Engaging Science, Technology, and Society (Dec 2024)
The Politics of Scheduling: Vaccination as Infrastructure, Spectacle, and Market in West Africa, 1960s–1980s
Abstract
Vaccination schedules negotiate the timing of interactions among bodies, vaccines, and pathogens. Yet they do more: they orchestrate the movement of vaccines through factories, business plans, injecting devices, fridges, vehicles, healthcare labour, kinship relations, policy models, government budgets, and so on. This article approaches vaccine schedules as standards that synchronise the varying entities – and interests animating these – that make up vaccination infrastructures broadly defined. What unfolds is an examination of the politics of schedule-setting and implementation, set-out in three debates concerning vaccination in West Africa during a time of fitful, contested expansion in both the delivery of immunizing technologies and the development of basic healthcare infrastructure. The first debate concerns rhythms of vaccination during the US-led and funded West African Smallpox Eradication and Measles Control Program (SEMCP) in the latter 1960s, revealing tensions among this programme’s technopolitical priorities.
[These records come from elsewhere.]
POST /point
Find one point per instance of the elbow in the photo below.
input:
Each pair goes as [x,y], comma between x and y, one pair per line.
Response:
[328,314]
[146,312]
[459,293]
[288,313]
Two later debates, about the optimal age for measles vaccination, and the minimum total doses/visits required for full immunization, reflect broader contests, from the late 1970s to the late 1980s, over the ultimate goals of the ‘Expanded Programme on Immunization’ (EPI). These three debates provide insight into how multiple actors vied for control over how routine childhood vaccination was to be enacted and imagined in West Africa.